Can Artificial Intelligence be the Sole Inventor of a Patent?

September 22, 2019

          Everyday people use technology driven by artificial intelligence (“AI”) without realizing it. Common phone applications such as mobile banking, ride sharing, predictive internet searching, and music recommendations all depend on AI. As technology has continually evolved, so too have peoples’ lives and undoubtedly the laws regulating such technology. We are presently are faced with the question of how intellectual property laws should adapt when an AI algorithm  autonomously creates a patentable idea. Accordingly, the United States Patent and Trademark Office (the “USPTO”) released a request for comments from the public regarding whether AI should be listed as a patent inventor.

          Under current patent law, an inventor must be a person who presents an idea that is novel, useful, and non-obvious. However, this standard of patentability is now challenged by two recently filed patents. A University of Surrey professor filed two patents listing AI as the sole inventor of a “beverage container based on fractal geometry” and a device used in “attracting enhanced attention that may help with search and rescue operations.”   The “person” requirement in United States patent law was established to prevent corporate inventorship by big corporations that invest in research and development. This doctrine was created more than twenty years ago when the capabilities of computers were far more rudimentary and without consideration of AI. Thus, there is a need to update patent law to address issues arising in today’s world, including inventions by AI.

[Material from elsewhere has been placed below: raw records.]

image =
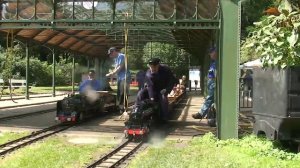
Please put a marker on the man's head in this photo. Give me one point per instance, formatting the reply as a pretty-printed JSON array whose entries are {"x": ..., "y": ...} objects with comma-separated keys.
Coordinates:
[
  {"x": 112, "y": 52},
  {"x": 154, "y": 64},
  {"x": 92, "y": 74},
  {"x": 213, "y": 53}
]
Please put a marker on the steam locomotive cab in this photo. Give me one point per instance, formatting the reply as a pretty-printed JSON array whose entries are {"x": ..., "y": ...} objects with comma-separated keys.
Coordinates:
[{"x": 141, "y": 119}]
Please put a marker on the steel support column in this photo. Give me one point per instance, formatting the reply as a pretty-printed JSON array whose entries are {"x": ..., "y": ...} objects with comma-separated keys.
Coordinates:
[
  {"x": 53, "y": 73},
  {"x": 73, "y": 74},
  {"x": 27, "y": 73},
  {"x": 227, "y": 98}
]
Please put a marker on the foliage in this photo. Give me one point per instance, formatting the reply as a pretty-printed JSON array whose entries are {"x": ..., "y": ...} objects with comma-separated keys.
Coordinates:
[
  {"x": 208, "y": 151},
  {"x": 176, "y": 59},
  {"x": 253, "y": 10},
  {"x": 40, "y": 73},
  {"x": 276, "y": 40}
]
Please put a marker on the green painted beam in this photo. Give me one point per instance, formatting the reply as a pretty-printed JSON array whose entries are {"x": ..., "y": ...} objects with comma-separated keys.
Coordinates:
[
  {"x": 106, "y": 24},
  {"x": 227, "y": 85}
]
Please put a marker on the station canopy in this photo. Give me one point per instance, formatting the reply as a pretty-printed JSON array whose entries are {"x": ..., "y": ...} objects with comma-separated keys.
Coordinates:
[{"x": 90, "y": 27}]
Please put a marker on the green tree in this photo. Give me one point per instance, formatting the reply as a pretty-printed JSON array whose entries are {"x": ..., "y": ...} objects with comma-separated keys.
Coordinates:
[
  {"x": 176, "y": 59},
  {"x": 276, "y": 39}
]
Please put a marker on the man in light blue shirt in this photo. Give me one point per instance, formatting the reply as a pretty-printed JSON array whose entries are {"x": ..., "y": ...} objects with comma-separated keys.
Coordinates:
[
  {"x": 124, "y": 78},
  {"x": 90, "y": 84}
]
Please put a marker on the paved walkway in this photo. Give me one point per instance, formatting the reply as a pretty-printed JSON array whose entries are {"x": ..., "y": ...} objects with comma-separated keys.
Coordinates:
[{"x": 33, "y": 100}]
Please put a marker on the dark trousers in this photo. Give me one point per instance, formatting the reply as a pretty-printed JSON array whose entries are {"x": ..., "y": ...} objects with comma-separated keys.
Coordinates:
[
  {"x": 120, "y": 94},
  {"x": 161, "y": 99}
]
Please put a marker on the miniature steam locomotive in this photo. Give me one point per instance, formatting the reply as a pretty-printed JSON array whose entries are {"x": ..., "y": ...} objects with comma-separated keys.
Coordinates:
[{"x": 77, "y": 107}]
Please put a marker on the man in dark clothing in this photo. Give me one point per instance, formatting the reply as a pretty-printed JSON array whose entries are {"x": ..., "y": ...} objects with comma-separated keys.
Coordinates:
[
  {"x": 140, "y": 77},
  {"x": 209, "y": 100},
  {"x": 160, "y": 81}
]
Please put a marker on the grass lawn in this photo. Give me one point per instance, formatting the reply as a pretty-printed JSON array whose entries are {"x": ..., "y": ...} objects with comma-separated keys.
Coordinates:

          Maintaining the person requirement and crediting inventorship either to the creator of AI or to the corporation which owns the AI  may potentially lead to several issues including, but not limited to, discouragement of inventions and contradictory violation of other provisions of patent law that require a person to have “himself invent the subject matter sought to be patented.” Inventors advancing AI technology would not be incentivized to improve and create new technologies. Creating any new technology would leave them in a dilemma, where if they take the credit for the AI’s invention, they are violating one requirement, whereas if they attempt to credit AI as the inventor, the invention would not be patentable under current intellectual property laws. On the other hand, if the owner of an AI algorithm is allowed to claim inventorship for the AI’s autonomous invention, then this could also discourage traditional inventors and set a bad precedent of claiming false inventorship.

          Thus, the need for addressing and updating patent laws is imminent to cope up with current and future technological advancements. Current patent laws do allow joint inventorship where “inventors may apply for a patent jointly even though (1) they did not physically work together or at the same time, (2) each did not make the same type or amount of contribution, or (3) each did not make a contribution to the subject matter of every claim of the patent.” Notably, there still is a minimum contribution requirement.

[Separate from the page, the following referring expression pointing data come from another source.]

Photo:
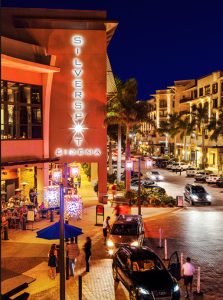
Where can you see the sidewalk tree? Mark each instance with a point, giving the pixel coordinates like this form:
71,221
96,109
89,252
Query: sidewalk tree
216,127
126,111
171,126
186,128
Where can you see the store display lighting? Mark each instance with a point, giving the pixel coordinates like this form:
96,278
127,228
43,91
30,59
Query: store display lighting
51,196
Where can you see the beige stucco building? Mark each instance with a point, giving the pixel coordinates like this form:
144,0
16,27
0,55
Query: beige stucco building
182,96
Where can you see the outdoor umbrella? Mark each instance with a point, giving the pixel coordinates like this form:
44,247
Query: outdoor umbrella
53,232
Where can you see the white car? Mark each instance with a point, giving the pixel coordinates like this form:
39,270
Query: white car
154,175
212,178
191,172
177,166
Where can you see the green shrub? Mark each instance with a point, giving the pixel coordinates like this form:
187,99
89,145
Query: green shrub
111,178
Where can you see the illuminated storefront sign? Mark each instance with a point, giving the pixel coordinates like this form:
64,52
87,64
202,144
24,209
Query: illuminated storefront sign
78,152
78,107
78,115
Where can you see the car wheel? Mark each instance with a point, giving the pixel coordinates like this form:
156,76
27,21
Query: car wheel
191,202
115,276
133,294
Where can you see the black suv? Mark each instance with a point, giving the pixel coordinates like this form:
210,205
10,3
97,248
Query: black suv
195,193
126,230
144,275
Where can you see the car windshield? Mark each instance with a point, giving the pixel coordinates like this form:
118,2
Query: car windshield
124,229
198,189
146,265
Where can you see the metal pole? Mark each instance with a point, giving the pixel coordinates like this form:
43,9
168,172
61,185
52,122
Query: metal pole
62,271
80,287
139,186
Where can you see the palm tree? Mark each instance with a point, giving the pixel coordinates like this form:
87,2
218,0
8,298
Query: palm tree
171,126
186,127
127,112
216,126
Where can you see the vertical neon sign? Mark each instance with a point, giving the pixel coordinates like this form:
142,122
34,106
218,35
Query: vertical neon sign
78,116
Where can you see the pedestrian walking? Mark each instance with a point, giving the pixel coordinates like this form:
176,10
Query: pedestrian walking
117,211
106,228
188,272
5,226
87,250
79,180
52,261
114,188
73,253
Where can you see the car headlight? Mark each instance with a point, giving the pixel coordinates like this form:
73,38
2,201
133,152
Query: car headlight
143,291
135,243
110,243
176,288
194,197
111,252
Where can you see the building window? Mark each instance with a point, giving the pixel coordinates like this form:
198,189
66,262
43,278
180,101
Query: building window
195,94
207,90
163,103
21,111
215,103
214,88
201,92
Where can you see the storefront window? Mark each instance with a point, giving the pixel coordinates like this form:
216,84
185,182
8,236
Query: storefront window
21,111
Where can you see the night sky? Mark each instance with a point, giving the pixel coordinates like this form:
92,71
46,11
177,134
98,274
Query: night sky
157,41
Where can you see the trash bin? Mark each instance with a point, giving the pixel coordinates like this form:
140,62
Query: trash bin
105,199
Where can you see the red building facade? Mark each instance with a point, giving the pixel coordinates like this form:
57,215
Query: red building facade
54,92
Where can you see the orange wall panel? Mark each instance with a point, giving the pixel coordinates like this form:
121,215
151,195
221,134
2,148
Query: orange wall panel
18,75
24,149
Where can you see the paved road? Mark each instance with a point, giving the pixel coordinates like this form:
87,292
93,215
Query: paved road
196,233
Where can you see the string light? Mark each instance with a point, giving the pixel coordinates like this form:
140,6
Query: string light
51,196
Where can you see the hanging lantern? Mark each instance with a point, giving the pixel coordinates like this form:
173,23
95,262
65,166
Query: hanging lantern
57,175
72,206
129,165
148,163
74,171
51,196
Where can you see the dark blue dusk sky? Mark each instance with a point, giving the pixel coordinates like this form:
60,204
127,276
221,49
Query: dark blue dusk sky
157,41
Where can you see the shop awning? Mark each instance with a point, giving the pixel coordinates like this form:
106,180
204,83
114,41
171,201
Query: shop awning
28,161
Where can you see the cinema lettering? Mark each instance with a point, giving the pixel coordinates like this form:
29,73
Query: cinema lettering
78,128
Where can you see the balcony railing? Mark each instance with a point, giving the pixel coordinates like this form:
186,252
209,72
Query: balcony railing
183,100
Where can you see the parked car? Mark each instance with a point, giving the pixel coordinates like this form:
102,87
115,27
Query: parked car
182,167
126,230
219,181
211,178
156,189
201,175
154,175
191,171
144,275
195,194
169,165
143,183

          Owners of AI could potentially use the exception of when “joint inventor refuses to join in an application for patent or cannot be found or reached after diligent effort, the application may be made by the other inventor on behalf of himself and the omitted inventor.” This is a risky solution because there is a possibility of hundreds of such patents being filed increasing the burden on patent examiners. On the contrary, AI should not be the sole inventor and owner. Laws have to create authority and accountability. Thus, a potential solution under current patent law is to allow AI to be listed as inventor while assigning ownership rights to the company or individual owner of the AI algorithm.

          By its very nature, patent law subject matter is innovative, and this requires that the law continuously adjusts to new emerging technology. Patent laws have had to adjust in the past for this very reason. Computer programs, which are now considered so fundamental to countless technology, were once seen as not patentable. As the importance of computer programs became indisputable, the USPTO necessarily expanded statutory interpretation of copyright law to include computer programs as literary works. As technologies like quantum computers may drastically increase computing power, AI inventorship will become increasingly relevant. Therefore, patent laws should adjust to recognize AI inventorship.